Good Stuff 22.2

By Herbert Kohl

A Schoolmaster of the Great City
By Angelo Patri 
(New York: The New Press, 2007)

The Promise of Progressivism: 
Angelo Patri and Urban Education 
By James M. Wallace
(New York: Peter Lang, 2006)

Collateral Damage: How High-Stakes Testing Corrupts America’s Schools 
By David C. Berliner and Sharon L.Nichols
(Cambridge, MA: Harvard Education Press, 2007)

Angelo Patri’s A Schoolmaster of the Great City was published in 1917 and unfortunately has been out of print for over 60 years. Patri’s teaching and administrative career within the New York City public school system stretched from 1897 to 1944-47 years-and he became one of the few progressive educators who worked exclusively in public schools.

Schoolmaster of the Great City focuses on the first 36 years of Patri’s life with particular emphasis on the years 1908 to 1913 when he was principal of P.S. 4 in the Bronx. Patri was born in 1876 in a small town not far from Naples. His peasant family was desperately poor, and in 1881, they immigrated to the United States, settling in East Harlem, which at that time was known as Little Italy.

Patri’s time in Italy had a profound influence on his educational work, in particular the tradition of storytelling and throughout his educational career, Patri was known for substituting a story for harsh discipline. For him it worked with even the most difficult students.

Schoolmaster is a wonderful story itself, containing tales of progressive schooling in the New York City public schools during the development of the movement. It is striking that many things he achieved we are now trying to protect or recreate.

Patri helped his teachers develop their personal interests toward special teaching in art, athletics, dancing, festivals, music, nature study, and storytelling. Teachers made room in the curriculum for the tales of the children’s ancestors, most of whom were immigrants. Patri, his staff, and neighborhood leaders helped start a settlement house with a playground. Parents were encouraged to visit the school to see their children at work and he helped them organize one of the first Parents’ Associations in the New York schools.

As Patri said: “The school must open its doors. It must reach out to spread itself, and come into direct contact with all its people. Each day the power of the school must be felt in some corner of the school district. It must work so that everybody sees its work and daily appraises that work.”

According to James M. Wallace, who has written the authoritative book on Patri, The Promise of Progressivism: Angelo Patri and Urban Education, Patri considered it part of his mission to “democratize America and make its advantages available to all in an atmosphere of mutual respect.
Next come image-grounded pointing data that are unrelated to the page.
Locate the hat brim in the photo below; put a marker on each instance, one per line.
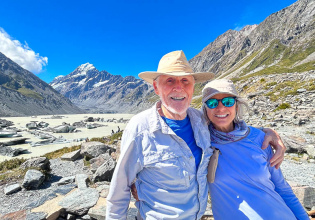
(199, 77)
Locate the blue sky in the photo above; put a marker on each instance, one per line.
(124, 37)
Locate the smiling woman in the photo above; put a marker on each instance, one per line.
(252, 188)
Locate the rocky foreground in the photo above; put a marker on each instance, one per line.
(75, 185)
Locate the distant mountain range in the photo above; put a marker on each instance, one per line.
(101, 92)
(283, 42)
(22, 93)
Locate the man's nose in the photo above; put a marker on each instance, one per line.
(178, 86)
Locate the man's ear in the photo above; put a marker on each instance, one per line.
(156, 90)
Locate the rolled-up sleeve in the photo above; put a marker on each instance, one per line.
(125, 172)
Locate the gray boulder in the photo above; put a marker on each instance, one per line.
(33, 179)
(80, 201)
(15, 141)
(12, 188)
(31, 125)
(81, 181)
(64, 129)
(66, 180)
(98, 161)
(11, 152)
(310, 149)
(294, 144)
(72, 156)
(93, 149)
(36, 216)
(306, 195)
(105, 171)
(39, 162)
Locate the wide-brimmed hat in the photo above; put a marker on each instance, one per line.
(175, 64)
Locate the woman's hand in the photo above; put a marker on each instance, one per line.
(273, 138)
(134, 192)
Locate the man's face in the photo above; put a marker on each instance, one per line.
(175, 93)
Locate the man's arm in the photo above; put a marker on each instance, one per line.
(273, 138)
(128, 166)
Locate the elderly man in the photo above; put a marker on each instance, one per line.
(167, 150)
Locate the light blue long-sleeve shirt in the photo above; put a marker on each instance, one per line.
(247, 187)
(168, 184)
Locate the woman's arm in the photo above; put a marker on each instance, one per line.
(285, 191)
(273, 139)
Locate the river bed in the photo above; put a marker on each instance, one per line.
(20, 122)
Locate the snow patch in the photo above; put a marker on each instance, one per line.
(99, 84)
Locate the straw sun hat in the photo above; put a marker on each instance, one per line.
(175, 64)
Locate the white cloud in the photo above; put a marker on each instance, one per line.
(21, 54)
(238, 28)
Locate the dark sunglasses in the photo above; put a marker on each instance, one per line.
(227, 102)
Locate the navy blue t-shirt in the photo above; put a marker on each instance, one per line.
(183, 129)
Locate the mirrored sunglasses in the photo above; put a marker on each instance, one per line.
(227, 102)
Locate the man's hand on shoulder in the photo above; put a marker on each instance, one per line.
(273, 138)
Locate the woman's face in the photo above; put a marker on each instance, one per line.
(222, 117)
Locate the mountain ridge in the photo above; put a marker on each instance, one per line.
(22, 93)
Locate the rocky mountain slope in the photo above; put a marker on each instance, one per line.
(22, 93)
(101, 92)
(283, 42)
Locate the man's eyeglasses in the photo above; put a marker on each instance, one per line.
(227, 102)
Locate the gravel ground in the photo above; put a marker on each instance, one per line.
(21, 199)
(296, 173)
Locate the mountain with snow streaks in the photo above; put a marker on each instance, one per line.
(22, 93)
(101, 92)
(283, 43)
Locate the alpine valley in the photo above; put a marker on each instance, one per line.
(22, 93)
(283, 43)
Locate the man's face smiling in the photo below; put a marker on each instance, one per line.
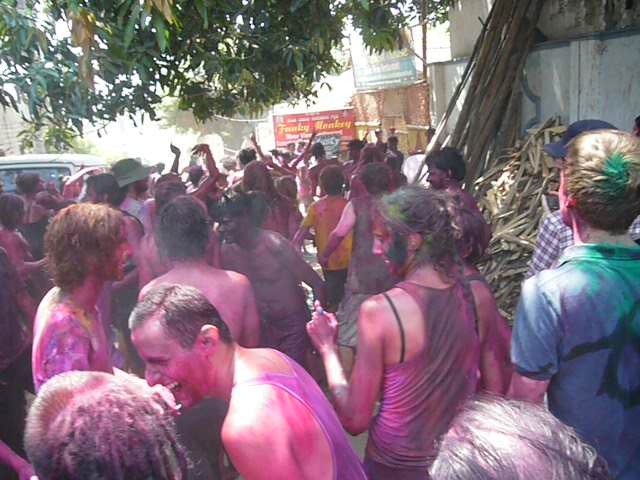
(181, 370)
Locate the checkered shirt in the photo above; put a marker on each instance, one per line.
(554, 237)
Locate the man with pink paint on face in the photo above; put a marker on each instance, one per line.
(279, 423)
(86, 247)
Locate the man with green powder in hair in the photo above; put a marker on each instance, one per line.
(577, 331)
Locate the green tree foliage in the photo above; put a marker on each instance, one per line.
(221, 57)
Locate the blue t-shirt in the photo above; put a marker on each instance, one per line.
(578, 326)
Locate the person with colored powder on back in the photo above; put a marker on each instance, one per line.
(367, 275)
(554, 237)
(183, 234)
(276, 271)
(417, 348)
(279, 424)
(446, 172)
(575, 336)
(323, 217)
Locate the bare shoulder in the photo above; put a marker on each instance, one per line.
(375, 312)
(149, 286)
(245, 420)
(235, 281)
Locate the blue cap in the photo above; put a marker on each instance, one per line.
(559, 149)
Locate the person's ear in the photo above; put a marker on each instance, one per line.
(414, 242)
(208, 339)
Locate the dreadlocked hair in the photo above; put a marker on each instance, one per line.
(91, 425)
(431, 214)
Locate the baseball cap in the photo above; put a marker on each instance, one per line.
(559, 149)
(129, 170)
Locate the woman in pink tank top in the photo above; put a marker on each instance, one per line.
(417, 345)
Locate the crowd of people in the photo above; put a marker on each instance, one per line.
(174, 326)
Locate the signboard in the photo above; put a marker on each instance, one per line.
(334, 129)
(376, 71)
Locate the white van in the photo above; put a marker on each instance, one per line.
(51, 167)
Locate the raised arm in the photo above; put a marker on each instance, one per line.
(494, 347)
(300, 235)
(176, 159)
(250, 336)
(256, 146)
(353, 399)
(210, 184)
(305, 153)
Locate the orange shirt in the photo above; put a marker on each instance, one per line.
(323, 216)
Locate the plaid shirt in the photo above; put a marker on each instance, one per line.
(554, 237)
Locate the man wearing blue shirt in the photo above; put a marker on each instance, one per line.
(577, 330)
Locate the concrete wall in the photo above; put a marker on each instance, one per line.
(596, 76)
(563, 18)
(559, 20)
(465, 25)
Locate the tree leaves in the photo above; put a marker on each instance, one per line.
(217, 57)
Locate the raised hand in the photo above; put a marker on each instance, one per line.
(322, 329)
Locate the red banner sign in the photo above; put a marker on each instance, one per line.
(334, 128)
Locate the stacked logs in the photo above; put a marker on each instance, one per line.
(512, 194)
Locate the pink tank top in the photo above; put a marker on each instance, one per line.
(300, 385)
(422, 395)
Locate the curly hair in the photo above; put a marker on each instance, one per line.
(496, 439)
(429, 213)
(80, 238)
(183, 230)
(11, 210)
(93, 425)
(602, 174)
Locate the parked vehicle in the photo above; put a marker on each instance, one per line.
(51, 167)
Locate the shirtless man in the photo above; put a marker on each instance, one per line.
(183, 236)
(279, 424)
(275, 270)
(86, 246)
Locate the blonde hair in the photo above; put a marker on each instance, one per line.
(602, 174)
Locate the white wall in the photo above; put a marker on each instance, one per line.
(464, 18)
(592, 77)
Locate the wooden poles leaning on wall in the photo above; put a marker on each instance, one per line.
(489, 118)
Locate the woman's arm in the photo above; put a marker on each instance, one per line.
(353, 399)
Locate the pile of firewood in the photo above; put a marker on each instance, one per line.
(511, 194)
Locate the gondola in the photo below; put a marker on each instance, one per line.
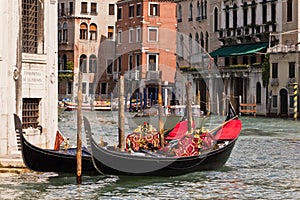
(48, 160)
(108, 160)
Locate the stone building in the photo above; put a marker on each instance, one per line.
(86, 33)
(284, 60)
(28, 58)
(146, 47)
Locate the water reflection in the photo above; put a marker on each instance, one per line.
(265, 164)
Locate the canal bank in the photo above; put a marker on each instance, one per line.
(12, 164)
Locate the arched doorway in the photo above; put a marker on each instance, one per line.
(283, 102)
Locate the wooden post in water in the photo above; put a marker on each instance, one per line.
(160, 115)
(188, 87)
(121, 114)
(295, 86)
(79, 129)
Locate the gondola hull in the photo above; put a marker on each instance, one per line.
(114, 162)
(46, 160)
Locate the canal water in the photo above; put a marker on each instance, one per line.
(265, 164)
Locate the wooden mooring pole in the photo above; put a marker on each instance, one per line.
(121, 114)
(79, 130)
(188, 87)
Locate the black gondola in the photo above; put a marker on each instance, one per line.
(110, 161)
(47, 160)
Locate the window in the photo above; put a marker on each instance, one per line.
(59, 36)
(153, 9)
(191, 12)
(152, 62)
(103, 88)
(289, 10)
(138, 9)
(91, 88)
(110, 32)
(94, 8)
(274, 99)
(111, 9)
(137, 61)
(93, 64)
(93, 32)
(70, 86)
(30, 112)
(119, 37)
(65, 32)
(198, 11)
(119, 14)
(245, 14)
(32, 26)
(138, 34)
(253, 12)
(291, 69)
(62, 9)
(234, 13)
(152, 34)
(258, 93)
(83, 7)
(119, 64)
(274, 70)
(216, 21)
(179, 14)
(130, 39)
(82, 63)
(227, 17)
(83, 88)
(264, 11)
(83, 31)
(131, 11)
(109, 64)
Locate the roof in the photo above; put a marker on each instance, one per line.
(239, 50)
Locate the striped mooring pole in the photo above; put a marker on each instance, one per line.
(295, 100)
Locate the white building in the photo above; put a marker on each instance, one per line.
(28, 78)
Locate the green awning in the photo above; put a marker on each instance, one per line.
(239, 50)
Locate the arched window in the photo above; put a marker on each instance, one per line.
(93, 32)
(64, 62)
(59, 33)
(93, 64)
(190, 45)
(258, 93)
(83, 31)
(216, 20)
(65, 32)
(191, 12)
(82, 63)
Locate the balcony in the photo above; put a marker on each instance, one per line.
(274, 82)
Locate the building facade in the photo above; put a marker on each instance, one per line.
(146, 47)
(86, 44)
(284, 61)
(29, 71)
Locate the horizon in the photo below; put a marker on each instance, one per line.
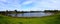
(29, 5)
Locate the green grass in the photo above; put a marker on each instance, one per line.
(53, 19)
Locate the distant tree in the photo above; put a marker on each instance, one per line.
(16, 13)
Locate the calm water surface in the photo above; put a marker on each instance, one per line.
(31, 14)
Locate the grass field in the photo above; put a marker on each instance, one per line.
(53, 19)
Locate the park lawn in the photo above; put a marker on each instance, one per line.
(53, 19)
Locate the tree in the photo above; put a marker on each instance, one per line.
(16, 13)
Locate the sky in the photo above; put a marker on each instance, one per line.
(29, 5)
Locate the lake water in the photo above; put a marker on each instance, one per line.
(40, 14)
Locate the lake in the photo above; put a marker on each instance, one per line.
(39, 14)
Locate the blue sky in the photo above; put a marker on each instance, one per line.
(29, 5)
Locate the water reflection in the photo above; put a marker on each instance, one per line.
(30, 14)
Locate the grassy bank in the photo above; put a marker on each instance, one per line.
(53, 19)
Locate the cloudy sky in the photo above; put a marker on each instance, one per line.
(29, 5)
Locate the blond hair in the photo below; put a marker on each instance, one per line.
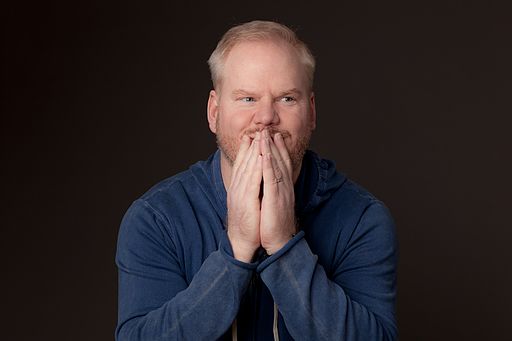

For urban educators in particular, this presented an ethical and pragmatic imperative to actively involve parents and communities in the life of the school and the school in the life of the city.”

The Promise of Progressivism is a moving account of Patri’s whole career. It also contains reflections of Patri as a person and is a lovely tribute to the life of a very important, though largely forgotten, educator.

Towards the end of Wallace’s book, Patri summarizes what he feels is necessary for school reform. His extended list is worth reading and studying now that we are still fumbling our way towards educating the children of the great cities of the United States.

Schoolmaster of the Great City should enter the teacher education curriculum, be read by practicing teachers and administrators and people in general who care about nurturing children rather than torturing them with high-stakes testing, teacher-proof curriculum, zero tolerance discipline and punitive evaluations. It is a breath of fresh air in a polluted educational environment.

Collateral Damage: How High-Stakes Testing Corrupts America’s Schools, by Sharon L. Nichols and David C. Berliner, is a fight, back book. It is a carefully documented, well-researched, and well-written weapon against high stakes testing and its damaging consequences. It should be a weapon in the armory of all educators who are opposing high-stakes testing and No Child Left Behind.